Respondendo ao site bolsonarista “Snapnaro”, que jogou a conta do escândalo dos 39 kg de cocaína no avião da comitiva de Bolsonaro para o GSI e para a FAB, citando abertamente o nome de Heleno, Carlos tuitou:

“Por que acha que não ando com seguranças? Principalmente aqueles oferecidos pelo GSI? Sua grande maioria podem (sic) ser até homens bem intencionados e acredito que seja, mas estão subordinados a algo que não acredito. Tenho gritado em vão há meses internamente e infelizmente sou ignorado”.

Segundo o Estadão, o tweet de Carlos causou certo alvoroço no Whatsapp da caserna. Militares da alta patente do exército criticaram duramente Carlos, pedindo mais afastamento do filho de Bolsonaro por parte do governo.

Alguns analistas colocam Carlos com um discurso isolado do próprio Bolsonaro e do seu governo, mas é preciso ver também o caráter provisório do cessar-fogo que se abriu depois da crise das denúncias do The Intercept Brasil que colocaram Moro e Dalagnol na berlinda. Militares e bolsonaristas cerraram fileiras em torno de Moro e da defesa incondicional da Lava Jato – como também se expressou neste domingo, nos atos fracassados da direita, que foram salvos pelos bolsonaristas e pelo Exército, com a presença de Heleno discursando em defesa de Moro.

Esse “cessar-fogo” provisório, como falamos aqui, já permitiu a Bolsonaro realinhar as forças do governo e deu aval inclusive para três demissões de militares nas últimas semanas: Santos Cruz, da Secretaria de Governo; Framklimberg de Freitas, da Funai; e Juarez de Paula, dos Correios; sem causar grandes movimentações do próprio Exército.

O conflito de Carlos Bolsonaro contra Heleno causou inconformismo em analistas como Eliane Cantanhêde do Globo News. Em artigo ao Estadão relata as distintas divisões no governo e mostra que pelo contrário, “o planalto deveria estar comemorando o acordo com a União Europeia e as energias do presidente da República, do governo, dos governadores e da sociedade deveriam estar concentradas na reforma da Previdência”.

E ainda diz: “é ele, o Congresso, que está salvando a reforma, o equilíbrio fiscal e o futuro do País. Viva o Congresso! Aliás, um viva às instituições!”.

As palavras da colunista expressam que apesar das divisões entre o governo Bolsonaro e as próprias divisões no Congresso, todos se rearranjam a partir da necessidade da reforma da Previdência e de transformar o Brasil ainda mais em uma fazenda do mundo, aprofundando sua exploração enquanto semi-colônia.

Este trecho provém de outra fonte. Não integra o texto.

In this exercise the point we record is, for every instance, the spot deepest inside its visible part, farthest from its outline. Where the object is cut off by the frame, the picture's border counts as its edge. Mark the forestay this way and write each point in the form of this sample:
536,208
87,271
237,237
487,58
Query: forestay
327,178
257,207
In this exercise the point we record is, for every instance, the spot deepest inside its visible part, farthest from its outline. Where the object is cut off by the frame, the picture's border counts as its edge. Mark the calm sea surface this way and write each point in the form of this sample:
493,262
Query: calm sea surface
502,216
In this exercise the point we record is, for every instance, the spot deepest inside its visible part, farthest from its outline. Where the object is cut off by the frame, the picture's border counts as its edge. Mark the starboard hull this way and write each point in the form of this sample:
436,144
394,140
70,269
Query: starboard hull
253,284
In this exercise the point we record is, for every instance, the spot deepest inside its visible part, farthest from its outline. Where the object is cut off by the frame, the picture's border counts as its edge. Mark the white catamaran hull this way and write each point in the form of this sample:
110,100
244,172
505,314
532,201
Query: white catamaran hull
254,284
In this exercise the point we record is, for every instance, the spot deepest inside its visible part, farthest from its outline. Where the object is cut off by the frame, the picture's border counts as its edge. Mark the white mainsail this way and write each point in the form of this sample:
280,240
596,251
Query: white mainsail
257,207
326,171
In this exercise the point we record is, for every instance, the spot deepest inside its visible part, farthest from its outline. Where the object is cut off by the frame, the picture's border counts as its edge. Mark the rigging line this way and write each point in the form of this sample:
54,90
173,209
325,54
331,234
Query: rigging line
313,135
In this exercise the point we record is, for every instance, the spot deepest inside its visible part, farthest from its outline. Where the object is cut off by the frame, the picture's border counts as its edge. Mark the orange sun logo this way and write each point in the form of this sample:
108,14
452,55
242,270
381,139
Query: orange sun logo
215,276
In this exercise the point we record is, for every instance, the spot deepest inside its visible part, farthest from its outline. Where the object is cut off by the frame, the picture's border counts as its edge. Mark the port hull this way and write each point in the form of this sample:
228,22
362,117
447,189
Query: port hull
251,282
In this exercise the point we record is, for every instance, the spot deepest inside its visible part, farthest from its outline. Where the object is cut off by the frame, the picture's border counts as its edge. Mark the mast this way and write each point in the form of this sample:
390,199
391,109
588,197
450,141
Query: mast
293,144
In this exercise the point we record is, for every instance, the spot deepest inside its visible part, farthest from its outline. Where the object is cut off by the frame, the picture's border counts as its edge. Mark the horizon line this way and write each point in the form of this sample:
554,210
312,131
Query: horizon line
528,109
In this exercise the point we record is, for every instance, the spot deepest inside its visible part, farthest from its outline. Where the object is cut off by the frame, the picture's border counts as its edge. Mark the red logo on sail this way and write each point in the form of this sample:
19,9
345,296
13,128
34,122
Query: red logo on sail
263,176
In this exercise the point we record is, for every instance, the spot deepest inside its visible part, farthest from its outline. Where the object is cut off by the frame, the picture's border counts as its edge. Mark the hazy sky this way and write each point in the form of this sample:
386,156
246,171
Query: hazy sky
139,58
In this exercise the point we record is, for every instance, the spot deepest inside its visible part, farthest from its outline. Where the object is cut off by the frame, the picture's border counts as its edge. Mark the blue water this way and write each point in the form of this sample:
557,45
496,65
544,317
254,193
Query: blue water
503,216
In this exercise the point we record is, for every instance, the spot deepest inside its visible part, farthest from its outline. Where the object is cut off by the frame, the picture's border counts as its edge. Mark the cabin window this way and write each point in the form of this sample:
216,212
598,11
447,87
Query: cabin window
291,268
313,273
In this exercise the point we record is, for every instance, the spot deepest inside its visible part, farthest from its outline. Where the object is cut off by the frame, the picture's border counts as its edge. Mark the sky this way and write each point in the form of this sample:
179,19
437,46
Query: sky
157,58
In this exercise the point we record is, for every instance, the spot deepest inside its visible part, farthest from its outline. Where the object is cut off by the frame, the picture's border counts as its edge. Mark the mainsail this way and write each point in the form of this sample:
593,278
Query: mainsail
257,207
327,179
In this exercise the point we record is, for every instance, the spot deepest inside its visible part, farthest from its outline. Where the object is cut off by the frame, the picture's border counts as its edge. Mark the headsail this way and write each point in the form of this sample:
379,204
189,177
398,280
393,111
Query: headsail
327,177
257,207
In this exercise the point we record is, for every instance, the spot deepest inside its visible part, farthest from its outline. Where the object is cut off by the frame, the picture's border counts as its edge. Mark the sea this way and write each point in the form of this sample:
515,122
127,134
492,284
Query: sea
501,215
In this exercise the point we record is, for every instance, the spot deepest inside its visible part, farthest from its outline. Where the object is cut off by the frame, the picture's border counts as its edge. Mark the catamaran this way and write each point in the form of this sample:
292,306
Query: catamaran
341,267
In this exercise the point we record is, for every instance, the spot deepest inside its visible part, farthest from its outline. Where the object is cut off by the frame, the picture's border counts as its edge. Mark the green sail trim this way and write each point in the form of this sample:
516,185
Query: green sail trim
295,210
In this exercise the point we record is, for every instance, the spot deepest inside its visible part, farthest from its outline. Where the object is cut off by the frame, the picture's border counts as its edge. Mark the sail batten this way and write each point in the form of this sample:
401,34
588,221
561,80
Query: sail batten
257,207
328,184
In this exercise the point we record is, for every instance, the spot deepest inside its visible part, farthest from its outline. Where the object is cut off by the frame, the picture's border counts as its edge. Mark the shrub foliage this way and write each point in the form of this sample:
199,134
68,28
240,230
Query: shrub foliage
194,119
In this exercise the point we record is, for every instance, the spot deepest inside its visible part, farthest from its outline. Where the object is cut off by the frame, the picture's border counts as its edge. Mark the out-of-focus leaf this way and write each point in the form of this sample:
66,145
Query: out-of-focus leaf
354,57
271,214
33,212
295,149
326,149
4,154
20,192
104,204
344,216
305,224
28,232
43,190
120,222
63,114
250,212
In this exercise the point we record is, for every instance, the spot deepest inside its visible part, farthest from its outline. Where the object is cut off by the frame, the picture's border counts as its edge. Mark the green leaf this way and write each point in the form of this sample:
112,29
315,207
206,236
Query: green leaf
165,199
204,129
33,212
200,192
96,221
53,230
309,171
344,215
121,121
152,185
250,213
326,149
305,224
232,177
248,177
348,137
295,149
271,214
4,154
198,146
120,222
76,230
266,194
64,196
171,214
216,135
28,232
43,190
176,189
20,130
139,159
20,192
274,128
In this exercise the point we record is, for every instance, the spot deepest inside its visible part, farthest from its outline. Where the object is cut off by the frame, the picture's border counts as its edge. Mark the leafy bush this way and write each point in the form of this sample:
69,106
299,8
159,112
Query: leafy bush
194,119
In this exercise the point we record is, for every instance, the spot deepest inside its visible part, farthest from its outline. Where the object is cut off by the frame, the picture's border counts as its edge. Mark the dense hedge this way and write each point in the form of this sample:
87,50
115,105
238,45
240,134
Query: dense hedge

Enquanto isso, as divisões entre Centrão, governo e “oposição” cessam também essa semana para fazer passar o relatório da reforma da Previdência, já que governadores do PT assinam embaixo da reforma da Previdência que está tramitando no Congresso, pedindo, ainda, para que ela também sirva aos estados e municípios.

Ou seja, não podemos esperar da “oposição” nenhuma defesa da Previdência de milhões de brasileiros que está a cada dia mais em risco, já que apesar dos dirigentes sindicais e estudantis do PT e PCdoB falarem contra a reforma, seus governadores seguem negociando nosso futuro com Maia.

Os trabalhadores e a juventude precisam assumir a tarefa de impor a essas direções um plano de lutas concreto para que possamos levantar uma grande mobilização que enfrente qualquer variante de reforma da Previdência, que quer atacar a vida dos trabalhadores e de todo povo pobre.